SMEs Hit with Backdated Energy Bills
Almost 2,000 small businesses have been charged additional fees on their electricity and gas bills after their energy use was inaccurately estimated last year, government figures have revealed.
A total of 1,848 small businesses (those with less than ten employees) called the government-backed helpline, Consumer Direct, in 2010 to complain after receiving backdated bills.
Energy watchdog Consumer Focus’ head of energy, Audrey Gallacher, said the problem was caused by energy suppliers sending estimated bills and small firms giving suppliers inaccurate readings.
“This is probably just the tip of the iceberg, because a lot of small firms wouldn’t think of going to Consumer Direct. Many small firms are unaware that they can be back-billed for up to six years.

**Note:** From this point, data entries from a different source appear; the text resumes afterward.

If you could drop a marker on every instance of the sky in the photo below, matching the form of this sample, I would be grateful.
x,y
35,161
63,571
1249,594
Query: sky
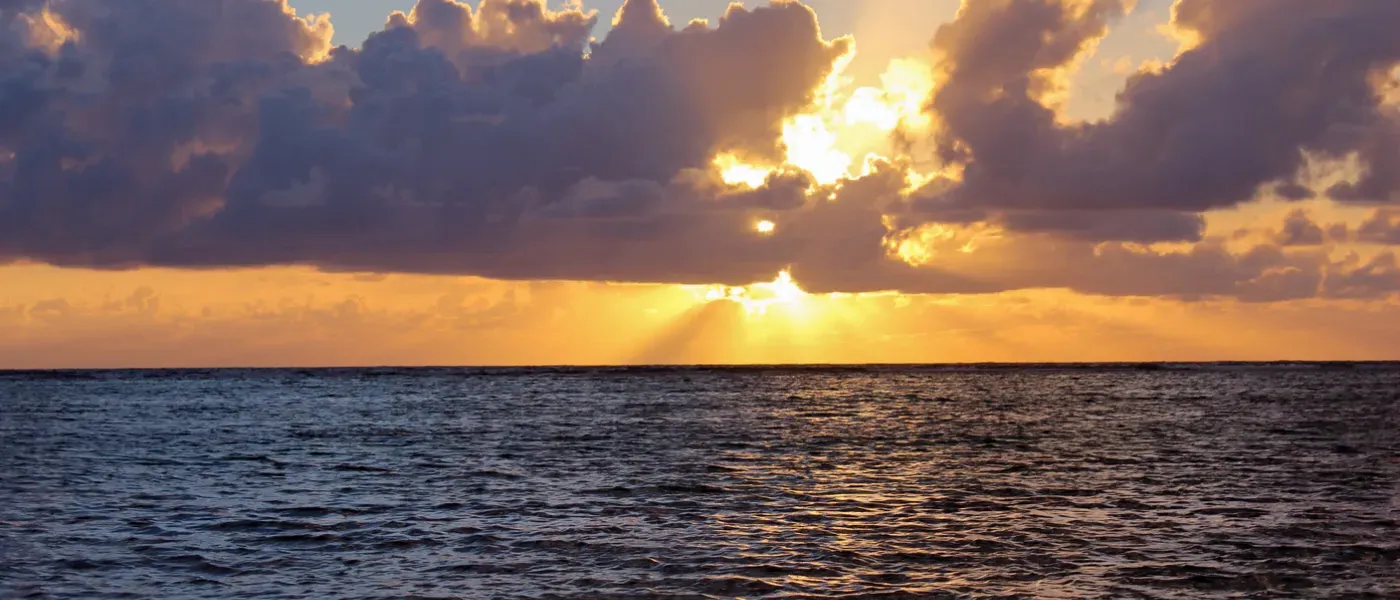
x,y
501,182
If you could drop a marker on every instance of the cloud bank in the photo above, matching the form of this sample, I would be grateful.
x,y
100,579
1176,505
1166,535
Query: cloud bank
x,y
504,141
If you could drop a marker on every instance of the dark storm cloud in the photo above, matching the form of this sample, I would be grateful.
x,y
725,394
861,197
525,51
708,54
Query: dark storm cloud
x,y
503,141
230,133
1269,80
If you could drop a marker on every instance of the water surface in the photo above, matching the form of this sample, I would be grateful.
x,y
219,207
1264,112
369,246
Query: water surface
x,y
921,483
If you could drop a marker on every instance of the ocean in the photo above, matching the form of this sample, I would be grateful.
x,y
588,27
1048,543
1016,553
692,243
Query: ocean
x,y
1157,481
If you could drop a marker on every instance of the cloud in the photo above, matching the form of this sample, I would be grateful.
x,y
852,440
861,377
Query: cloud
x,y
1381,227
1266,83
504,141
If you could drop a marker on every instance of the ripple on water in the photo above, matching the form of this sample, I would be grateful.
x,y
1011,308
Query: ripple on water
x,y
898,483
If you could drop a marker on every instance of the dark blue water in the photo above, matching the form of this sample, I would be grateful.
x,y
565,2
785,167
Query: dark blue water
x,y
1206,481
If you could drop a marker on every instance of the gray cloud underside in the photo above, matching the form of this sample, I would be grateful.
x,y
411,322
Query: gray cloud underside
x,y
212,134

If they get a bill for thousands of pounds in backdated energy charges it can be very difficult for them to pay.”
Currently, a voluntary code of practice observed by the main energy suppliers means that consumers can only be back-billed for up to one year’s energy usage, but the code does not apply to businesses, nor are there plans to do so.
“We want to see the code extended to cover small businesses, as they do not have the same resources as the big corporations that have experts working on their energy provision.”

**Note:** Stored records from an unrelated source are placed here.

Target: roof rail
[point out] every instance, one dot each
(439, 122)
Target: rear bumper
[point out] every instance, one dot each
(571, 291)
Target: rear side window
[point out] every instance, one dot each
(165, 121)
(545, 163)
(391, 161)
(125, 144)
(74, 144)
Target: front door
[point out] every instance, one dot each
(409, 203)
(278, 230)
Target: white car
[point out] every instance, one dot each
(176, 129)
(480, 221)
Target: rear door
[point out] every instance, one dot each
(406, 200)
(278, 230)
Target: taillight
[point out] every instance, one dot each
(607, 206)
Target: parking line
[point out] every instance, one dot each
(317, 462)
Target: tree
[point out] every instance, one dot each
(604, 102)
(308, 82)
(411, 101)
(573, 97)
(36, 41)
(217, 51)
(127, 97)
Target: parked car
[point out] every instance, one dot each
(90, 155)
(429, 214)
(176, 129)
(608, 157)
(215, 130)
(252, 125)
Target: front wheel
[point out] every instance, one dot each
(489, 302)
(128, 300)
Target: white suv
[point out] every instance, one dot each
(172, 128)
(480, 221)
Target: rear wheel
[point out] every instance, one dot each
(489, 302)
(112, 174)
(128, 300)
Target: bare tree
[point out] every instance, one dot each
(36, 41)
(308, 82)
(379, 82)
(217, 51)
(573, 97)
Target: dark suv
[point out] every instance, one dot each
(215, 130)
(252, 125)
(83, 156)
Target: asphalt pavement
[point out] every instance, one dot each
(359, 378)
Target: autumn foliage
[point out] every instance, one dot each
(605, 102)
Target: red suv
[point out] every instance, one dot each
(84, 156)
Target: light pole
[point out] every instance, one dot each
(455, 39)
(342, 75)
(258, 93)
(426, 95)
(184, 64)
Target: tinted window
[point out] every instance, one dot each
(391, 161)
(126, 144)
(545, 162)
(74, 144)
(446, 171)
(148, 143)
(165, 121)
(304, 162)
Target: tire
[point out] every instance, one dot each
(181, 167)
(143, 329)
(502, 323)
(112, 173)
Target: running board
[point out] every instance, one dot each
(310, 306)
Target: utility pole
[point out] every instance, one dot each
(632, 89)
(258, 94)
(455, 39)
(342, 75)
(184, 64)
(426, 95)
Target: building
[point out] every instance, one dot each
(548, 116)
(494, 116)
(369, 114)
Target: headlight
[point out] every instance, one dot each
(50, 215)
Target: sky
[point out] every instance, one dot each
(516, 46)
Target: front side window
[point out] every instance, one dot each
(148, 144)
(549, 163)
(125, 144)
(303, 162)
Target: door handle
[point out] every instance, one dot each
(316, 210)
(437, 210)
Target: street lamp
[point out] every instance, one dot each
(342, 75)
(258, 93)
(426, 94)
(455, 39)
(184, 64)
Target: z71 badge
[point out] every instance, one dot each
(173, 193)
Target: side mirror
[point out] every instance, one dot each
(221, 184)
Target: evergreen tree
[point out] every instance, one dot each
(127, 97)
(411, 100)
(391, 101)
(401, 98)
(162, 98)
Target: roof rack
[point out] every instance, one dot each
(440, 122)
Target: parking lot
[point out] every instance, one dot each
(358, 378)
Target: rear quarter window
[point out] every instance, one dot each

However, she added that there are certain steps small firms can take to ensure they don’t get hit by unexpected bills.
“Small businesses should make sure they do a thorough check when they move into a new premises to ensure there aren’t multiple meters, and make sure they get their details over to suppliers as soon as possible. If they have any queries about any of their bills, they should inform their provider and get them to review it as soon as possible.”
“Although a supplier has the right to demand an immediate rebate, if they are hit with a large bill, firms should try to negotiate an affordable repayment plan.”
Federation of Small Businesses energy policy chairman, David Caro, said there was a need for a “radical shake-up of the practice of estimated billing”.
“A large unexpected energy bill, particularly in these difficult trading times, can be as serious as the nail in the coffin for a small firm, which is then forced out of business for no fault of its own.”